Incontro, lavoro e abito con persone che hanno vissuto in strada e/o in prigione. Uomini, o meglio, maschi, perché anagraficamente uomini alcuni non lo sono ancora. L’età infatti varia, dai 14 ai 38.
Disagio e stigma relegano detenuti e ragazzi di strada ai margini del contesto sociale di un paese, il Camerun, che i primi posti a livello internazionale li occupa solo in termini di diffusione della corruzione, e che si trova nel continente che da sempre guarda gli altri dal basso. Sono quelli che potremmo definire “gli ultimi”, anzi, nel nostro caso “gli ultimi degli ultimi”. Già, perché anche in strada e in prigione vi sono gerarchie e relative disuguaglianze, frutto di egoismo e avidità.

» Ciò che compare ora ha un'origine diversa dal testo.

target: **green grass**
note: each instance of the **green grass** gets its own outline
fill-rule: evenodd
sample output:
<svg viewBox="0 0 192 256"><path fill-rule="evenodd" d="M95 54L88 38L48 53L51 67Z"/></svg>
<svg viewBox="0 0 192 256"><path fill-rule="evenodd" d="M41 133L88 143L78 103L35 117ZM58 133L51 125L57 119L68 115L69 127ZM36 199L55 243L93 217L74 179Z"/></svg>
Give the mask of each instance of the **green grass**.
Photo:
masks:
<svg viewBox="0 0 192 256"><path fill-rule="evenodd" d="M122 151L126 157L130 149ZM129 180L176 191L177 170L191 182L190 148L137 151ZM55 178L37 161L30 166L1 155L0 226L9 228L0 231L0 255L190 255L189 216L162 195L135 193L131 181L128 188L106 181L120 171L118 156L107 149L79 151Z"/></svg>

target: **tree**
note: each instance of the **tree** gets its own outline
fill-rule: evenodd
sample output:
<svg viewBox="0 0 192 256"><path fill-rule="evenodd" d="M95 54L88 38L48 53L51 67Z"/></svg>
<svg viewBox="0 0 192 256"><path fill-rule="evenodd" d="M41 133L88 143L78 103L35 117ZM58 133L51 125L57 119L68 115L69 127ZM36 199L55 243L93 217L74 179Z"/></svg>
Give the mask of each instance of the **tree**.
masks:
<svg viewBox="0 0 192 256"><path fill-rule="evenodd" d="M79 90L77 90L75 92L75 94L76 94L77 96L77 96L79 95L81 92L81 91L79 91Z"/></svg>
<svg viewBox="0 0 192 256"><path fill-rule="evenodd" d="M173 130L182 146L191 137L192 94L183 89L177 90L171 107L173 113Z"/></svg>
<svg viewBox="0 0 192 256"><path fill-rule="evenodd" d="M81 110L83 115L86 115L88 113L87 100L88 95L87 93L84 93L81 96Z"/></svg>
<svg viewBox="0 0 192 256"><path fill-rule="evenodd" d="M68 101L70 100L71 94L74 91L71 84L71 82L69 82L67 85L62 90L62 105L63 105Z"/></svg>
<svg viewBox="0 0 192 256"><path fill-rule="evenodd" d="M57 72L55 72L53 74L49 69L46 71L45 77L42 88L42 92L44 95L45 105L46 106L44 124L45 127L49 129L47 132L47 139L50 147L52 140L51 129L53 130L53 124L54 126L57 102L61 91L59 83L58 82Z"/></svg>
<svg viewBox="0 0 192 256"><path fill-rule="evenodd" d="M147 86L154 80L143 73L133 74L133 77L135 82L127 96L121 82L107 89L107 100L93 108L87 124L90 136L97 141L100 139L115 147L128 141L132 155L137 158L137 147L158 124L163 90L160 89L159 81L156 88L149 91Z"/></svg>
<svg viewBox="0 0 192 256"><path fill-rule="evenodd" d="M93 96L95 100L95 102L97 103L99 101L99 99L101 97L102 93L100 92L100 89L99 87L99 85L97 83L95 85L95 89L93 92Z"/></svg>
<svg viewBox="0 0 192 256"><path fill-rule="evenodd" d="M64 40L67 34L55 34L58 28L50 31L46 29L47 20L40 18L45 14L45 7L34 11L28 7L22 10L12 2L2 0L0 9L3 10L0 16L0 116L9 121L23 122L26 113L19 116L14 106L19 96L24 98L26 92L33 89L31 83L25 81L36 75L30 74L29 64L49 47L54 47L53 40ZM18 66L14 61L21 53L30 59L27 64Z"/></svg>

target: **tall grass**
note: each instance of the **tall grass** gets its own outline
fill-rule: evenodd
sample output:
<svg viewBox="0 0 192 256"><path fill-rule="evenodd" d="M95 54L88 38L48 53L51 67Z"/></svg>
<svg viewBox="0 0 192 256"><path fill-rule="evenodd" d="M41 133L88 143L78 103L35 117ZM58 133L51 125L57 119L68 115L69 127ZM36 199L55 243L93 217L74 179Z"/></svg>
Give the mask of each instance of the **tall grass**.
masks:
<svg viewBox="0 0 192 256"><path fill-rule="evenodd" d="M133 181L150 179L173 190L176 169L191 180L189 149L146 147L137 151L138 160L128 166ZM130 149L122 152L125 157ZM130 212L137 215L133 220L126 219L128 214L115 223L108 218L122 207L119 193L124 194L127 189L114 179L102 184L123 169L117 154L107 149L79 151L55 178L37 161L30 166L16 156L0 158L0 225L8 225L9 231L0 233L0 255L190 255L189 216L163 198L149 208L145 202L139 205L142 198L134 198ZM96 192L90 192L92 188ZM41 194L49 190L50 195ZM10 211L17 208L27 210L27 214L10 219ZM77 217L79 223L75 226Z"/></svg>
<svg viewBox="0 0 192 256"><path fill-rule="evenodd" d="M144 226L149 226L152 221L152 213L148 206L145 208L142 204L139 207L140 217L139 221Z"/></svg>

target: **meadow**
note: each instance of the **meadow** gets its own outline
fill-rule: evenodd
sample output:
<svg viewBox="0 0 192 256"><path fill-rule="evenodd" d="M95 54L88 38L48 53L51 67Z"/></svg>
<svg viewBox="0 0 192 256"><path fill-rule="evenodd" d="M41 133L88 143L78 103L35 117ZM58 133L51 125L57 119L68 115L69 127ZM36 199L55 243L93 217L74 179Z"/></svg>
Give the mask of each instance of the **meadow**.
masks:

Ci siamo accorti che i principali interessati alla nostra proposta di reinserimento sociale post-detenzione sono quasi esclusivamente quelli che, alla Prison Centrale de Bafoussam, chiamano “i pinguini”. Sono coloro che non ricevono visite dall’esterno, o perché la famiglia è distante e priva di mezzi per raggiungere il carcere, oppure perché una famiglia non ce l’hanno più.
Niente visite significa nessun aiuto, economico, materiale o giuridico. Andiamo con ordine: posta la non applicazione di molte leggi, essenzialmente in prigione si ha un tetto e un pasto al giorno (sempre lo stesso, a parte il venerdì). Scrivo “tetto” e non “letto”, perché il posto letto, 1/3 di materasso su letto a castello, lo paghi all’amministratore informale, per non dire strozzino, della tua cella; se non paghi dormi per terra. Inoltre, alla lista non aggiungo “acqua” non perché sia scontata, affatto. I problemi al sistema idrico (acqua comunque non potabile) riguardano l’intero contesto urbano e gli istituti penitenziari non fanno eccezione; per questo, quando piove, in prigione è festa.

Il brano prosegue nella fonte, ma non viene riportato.